Нет, как все-таки неприятно в жизни устроено: в каждой бочке меда непременно есть своя ложка дегтя. Ну чего бы стоило Игнатию Тихоновичу устроить все как-то поделикатнее? Зачем, скажите на милость, непременно нужно было Лидию вмешивать? Прислал бы Константину бумаги через своего поверенного… Или он непременно желал примирения в дорогом ему семействе? Но какое же тут могло быть примирение? Лидия выполнила свою роль, принесла благую весть – и все, больше некогда близким людям делать друг с другом рядом нечего.
Какое счастье, что она оказалась весьма тактична, не стала затягивать визит и уехала обратно в свое Сормово, сославшись на поздний час! Разумеется, Олимпиада Николаевна усиленно зазывала сестру приезжать в любое время, когда ей заблагорассудится, ну а Лидия так же усиленно приглашала в гости в Сормово, однако та и другая отлично знали, что родниться не станут и в гости друг к дружке бегать (вернее, ездить) не будут.
Спасибо, конечно, Игнатию Тихоновичу: он снова свел Лидию и Русановых, ну а сделать большее было уже не в его силах. Чужие люди, что и говорить!

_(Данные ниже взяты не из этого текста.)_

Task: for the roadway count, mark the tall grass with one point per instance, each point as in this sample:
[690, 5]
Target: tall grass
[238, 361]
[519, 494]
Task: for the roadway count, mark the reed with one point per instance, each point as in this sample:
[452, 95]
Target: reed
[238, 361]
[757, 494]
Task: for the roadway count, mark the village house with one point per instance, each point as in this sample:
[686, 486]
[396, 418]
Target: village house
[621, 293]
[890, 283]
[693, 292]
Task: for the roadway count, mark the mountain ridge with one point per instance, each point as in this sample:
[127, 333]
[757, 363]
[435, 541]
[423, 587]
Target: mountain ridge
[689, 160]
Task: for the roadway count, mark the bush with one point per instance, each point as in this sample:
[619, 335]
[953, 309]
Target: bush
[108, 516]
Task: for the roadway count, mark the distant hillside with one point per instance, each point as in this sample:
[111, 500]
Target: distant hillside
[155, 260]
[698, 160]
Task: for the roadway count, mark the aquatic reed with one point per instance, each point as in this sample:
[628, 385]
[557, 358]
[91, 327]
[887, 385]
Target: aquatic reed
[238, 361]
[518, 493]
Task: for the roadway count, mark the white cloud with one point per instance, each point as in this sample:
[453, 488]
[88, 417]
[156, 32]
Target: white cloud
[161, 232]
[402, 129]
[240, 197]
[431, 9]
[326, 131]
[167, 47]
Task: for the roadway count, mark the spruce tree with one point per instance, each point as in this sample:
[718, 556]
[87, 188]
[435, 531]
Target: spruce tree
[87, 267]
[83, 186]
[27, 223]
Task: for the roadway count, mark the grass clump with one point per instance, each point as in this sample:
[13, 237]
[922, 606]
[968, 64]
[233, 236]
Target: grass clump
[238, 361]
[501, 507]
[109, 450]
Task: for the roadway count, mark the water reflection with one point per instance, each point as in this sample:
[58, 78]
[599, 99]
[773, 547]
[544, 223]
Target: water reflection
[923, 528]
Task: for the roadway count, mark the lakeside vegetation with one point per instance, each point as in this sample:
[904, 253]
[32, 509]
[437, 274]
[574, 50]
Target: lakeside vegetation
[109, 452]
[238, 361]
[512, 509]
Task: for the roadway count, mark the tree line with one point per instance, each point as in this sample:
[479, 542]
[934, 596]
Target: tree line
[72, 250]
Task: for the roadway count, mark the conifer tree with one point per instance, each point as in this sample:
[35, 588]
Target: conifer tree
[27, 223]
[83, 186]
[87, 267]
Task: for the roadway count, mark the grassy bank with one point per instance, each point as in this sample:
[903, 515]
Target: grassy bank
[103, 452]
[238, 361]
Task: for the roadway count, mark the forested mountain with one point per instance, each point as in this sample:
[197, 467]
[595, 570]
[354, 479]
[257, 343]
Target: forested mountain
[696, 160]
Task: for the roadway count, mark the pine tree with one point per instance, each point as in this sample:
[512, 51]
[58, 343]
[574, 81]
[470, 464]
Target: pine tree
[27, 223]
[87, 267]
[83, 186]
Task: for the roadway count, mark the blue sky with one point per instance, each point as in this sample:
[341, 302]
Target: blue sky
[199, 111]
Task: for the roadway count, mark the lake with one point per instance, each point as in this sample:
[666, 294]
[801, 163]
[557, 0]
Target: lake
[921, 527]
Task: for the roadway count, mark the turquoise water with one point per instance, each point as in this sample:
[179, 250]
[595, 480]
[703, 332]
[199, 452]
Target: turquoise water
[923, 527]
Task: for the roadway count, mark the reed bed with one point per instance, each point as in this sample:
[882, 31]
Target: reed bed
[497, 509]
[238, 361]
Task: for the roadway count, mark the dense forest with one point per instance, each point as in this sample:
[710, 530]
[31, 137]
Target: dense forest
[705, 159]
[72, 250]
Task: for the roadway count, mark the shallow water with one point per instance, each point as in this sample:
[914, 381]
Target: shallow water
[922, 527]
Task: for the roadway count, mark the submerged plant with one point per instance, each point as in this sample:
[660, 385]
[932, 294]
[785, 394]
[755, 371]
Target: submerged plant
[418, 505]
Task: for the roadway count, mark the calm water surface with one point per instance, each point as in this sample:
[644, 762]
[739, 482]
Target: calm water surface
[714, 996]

Итак, размышляла Олимпиада Николаевна, Сашенька – по выходе замуж, Шурка – по достижении совершеннолетия (через шесть лет) сделаются очень богатыми людьми. Пока же предстояло жить как прежде, и Константин Анатольевич, быстрее всех оценивший случившееся, вообще предложил молчать, никому ничего не говорить о внезапно привалившем богатстве. Тем более что досталось оно Русановым в обход, так сказать, законной аверьяновской наследницы… Любой и каждый теперь может бросить в адрес Русановых: Маринку, мол, обобрали!
Да ведь они не знали! Даже не подозревали!
Можно, конечно, отказаться… Или нельзя? Нет, кажется, нельзя: право полного распоряжения капиталами начинается для Саши именно со дня замужества, а для Шурки – с совершеннолетия. При всем желании ничего для Марины не сделаешь!
Почему так поступил Аверьянов? Почему обобрал родную дочь? За что так наказал?
Олимпиада Николаевна открыла глаза и сердито посмотрела на лунный луч, который назойливо льнул к лицу.
– Да не знаю я! – сказала ему сердито, как живому, приставучему существу. – Не знаю, не понимаю ничего! – И отвернулась к стенке, зажмурилась изо всех сил: – Все, спать! Спать!